I have a requirement on my system to support subscriptions to parts of a graph, based on cypher queries.
Basically, if a user wants to get all nodes related to a specific relationship, the query MATCH (n)-[r:my_relationship]->(p) RETURN p will give the wanted results. But if later a new node with this relationship is created, I would like to notify the users who subscribed with this new node. So, I need what we call a continuous query system, that is to say a way to re-execute automatically the queries which are impacted by graph modifications (create/update/delete). Of course, I can have more complex queries with LIMIT, sorting, etc.
What is the best way to support continuous queries with Neo4j ?

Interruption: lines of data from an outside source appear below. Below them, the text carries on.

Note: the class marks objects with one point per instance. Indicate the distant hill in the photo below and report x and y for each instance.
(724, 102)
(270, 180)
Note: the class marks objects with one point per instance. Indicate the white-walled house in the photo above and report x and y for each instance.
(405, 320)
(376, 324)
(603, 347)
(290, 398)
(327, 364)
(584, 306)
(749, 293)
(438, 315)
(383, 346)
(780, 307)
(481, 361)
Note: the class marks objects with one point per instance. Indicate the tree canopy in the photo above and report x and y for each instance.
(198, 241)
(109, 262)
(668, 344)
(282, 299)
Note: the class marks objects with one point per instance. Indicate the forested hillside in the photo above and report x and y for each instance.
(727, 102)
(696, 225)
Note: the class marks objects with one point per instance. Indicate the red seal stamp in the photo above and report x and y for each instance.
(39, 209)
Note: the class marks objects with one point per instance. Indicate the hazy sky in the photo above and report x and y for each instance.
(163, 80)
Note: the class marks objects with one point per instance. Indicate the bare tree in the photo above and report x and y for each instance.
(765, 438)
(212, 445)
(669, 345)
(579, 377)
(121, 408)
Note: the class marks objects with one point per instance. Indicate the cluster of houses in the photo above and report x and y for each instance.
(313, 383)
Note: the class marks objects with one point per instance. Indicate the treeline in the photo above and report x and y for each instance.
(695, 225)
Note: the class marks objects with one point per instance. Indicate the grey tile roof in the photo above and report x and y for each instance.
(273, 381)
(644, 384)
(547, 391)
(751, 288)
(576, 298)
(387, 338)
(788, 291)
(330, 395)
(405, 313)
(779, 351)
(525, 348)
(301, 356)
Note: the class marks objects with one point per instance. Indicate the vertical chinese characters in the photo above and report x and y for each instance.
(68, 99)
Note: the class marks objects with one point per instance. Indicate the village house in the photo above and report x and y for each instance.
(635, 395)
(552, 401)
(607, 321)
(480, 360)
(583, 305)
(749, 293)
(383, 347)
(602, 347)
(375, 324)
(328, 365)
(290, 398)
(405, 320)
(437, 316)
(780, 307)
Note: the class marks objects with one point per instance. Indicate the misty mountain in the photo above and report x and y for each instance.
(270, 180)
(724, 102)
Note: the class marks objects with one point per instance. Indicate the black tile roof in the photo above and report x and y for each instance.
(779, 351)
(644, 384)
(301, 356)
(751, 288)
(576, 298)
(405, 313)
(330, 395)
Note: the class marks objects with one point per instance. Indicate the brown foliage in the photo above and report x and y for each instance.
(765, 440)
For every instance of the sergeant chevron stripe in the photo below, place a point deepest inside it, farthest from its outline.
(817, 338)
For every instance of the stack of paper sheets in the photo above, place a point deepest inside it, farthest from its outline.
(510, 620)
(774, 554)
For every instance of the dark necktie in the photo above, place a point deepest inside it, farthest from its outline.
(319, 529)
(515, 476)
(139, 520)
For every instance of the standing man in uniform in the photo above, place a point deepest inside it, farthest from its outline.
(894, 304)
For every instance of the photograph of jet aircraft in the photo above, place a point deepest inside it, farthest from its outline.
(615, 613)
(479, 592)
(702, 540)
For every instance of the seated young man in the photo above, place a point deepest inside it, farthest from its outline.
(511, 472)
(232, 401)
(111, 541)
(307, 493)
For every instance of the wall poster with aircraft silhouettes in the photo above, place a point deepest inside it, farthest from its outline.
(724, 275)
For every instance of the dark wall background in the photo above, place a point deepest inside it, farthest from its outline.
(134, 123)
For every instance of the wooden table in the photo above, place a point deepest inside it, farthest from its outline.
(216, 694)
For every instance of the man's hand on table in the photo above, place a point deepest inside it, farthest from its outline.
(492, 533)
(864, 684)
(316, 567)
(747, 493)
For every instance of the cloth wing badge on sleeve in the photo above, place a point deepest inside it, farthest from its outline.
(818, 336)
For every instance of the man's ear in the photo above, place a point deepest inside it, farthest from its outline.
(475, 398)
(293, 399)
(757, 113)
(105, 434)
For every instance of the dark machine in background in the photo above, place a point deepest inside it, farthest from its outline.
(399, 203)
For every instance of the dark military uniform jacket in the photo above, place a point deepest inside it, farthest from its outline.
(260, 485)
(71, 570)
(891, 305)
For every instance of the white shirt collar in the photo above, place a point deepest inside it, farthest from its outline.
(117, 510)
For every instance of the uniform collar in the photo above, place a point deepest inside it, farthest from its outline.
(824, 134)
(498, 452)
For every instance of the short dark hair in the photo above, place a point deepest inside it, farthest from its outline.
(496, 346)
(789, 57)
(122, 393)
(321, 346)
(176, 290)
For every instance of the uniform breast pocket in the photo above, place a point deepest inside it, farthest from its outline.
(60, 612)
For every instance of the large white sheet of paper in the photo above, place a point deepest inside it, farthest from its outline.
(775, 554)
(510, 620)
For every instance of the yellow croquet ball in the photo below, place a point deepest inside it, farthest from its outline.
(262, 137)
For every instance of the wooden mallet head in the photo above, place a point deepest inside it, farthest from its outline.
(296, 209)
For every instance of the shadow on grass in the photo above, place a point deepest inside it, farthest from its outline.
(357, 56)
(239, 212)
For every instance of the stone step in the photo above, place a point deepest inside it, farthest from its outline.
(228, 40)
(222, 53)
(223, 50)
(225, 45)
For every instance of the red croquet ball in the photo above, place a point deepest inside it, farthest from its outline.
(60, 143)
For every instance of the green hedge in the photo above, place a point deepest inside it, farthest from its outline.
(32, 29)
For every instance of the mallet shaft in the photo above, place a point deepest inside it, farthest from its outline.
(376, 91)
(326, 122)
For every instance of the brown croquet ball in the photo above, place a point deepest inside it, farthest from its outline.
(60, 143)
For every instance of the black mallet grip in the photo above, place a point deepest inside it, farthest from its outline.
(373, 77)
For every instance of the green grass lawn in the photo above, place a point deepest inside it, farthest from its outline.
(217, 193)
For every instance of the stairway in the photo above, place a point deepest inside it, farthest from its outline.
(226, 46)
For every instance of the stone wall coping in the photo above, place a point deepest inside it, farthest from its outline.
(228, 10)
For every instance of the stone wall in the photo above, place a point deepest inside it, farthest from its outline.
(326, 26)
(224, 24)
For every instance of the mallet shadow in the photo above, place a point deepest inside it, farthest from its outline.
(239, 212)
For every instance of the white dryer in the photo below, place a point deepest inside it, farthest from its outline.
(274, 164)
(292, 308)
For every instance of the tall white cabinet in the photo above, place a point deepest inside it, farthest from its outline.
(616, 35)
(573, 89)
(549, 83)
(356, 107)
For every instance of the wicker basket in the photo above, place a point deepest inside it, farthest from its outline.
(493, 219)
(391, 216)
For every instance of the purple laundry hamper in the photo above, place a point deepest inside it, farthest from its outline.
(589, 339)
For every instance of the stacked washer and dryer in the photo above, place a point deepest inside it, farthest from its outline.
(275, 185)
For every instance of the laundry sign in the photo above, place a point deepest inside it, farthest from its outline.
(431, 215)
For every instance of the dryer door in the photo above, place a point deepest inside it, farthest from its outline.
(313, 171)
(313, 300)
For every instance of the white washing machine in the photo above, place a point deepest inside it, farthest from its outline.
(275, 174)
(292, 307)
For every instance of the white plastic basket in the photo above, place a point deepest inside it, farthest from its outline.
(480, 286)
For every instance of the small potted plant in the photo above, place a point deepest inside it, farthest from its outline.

I haven't used them yet, but APOC has triggers that can be used to cause cypher queries to execute in response to data being updated. Those may be worth looking into: Neo4j APOC Procedures User Guide
Yes, I have seen triggers. But as far as I know, you receive notifications for all transactions, and then you have to parse the transaction event to check if the notification is relevant.
What I need is more fine grained : I would need to declare a (dynamic, not hard-coded) Cypher query and receive events every time a node is created/updated/deleted which has a link to this Cypher query results only.
Do you see what I mean ?
Exactly, our need is to define the Cypher queries at runtime when users ask for subscriptions, and these Cypher queries can be removed when all users have unsubscribed. Our Cypher queries are not hard-coded. They are defined by users via a DSL, and we interpret this DSL into Cypher.
Offhand, I don't see an easy way to avoid some scanning, but maybe avoid polling. E.g combining a transaction hook with a scheduler service. The hook maintains a list of "subscriptions" but those details might vary on use case – I can only surmise. If it's as simple as each subscription having its own relationship type, then you would scan through the transaction change log for each subscription, and on match, schedule a notification that the related query should be re-run. Or perhaps each subscription watches certain start or end nodes – similar logic could be used.
This could obviously get pretty heavy-weight, but it's the only thing I can think of that doesn't involve polling, or using some major external machinery to match granular changes with subscriptions.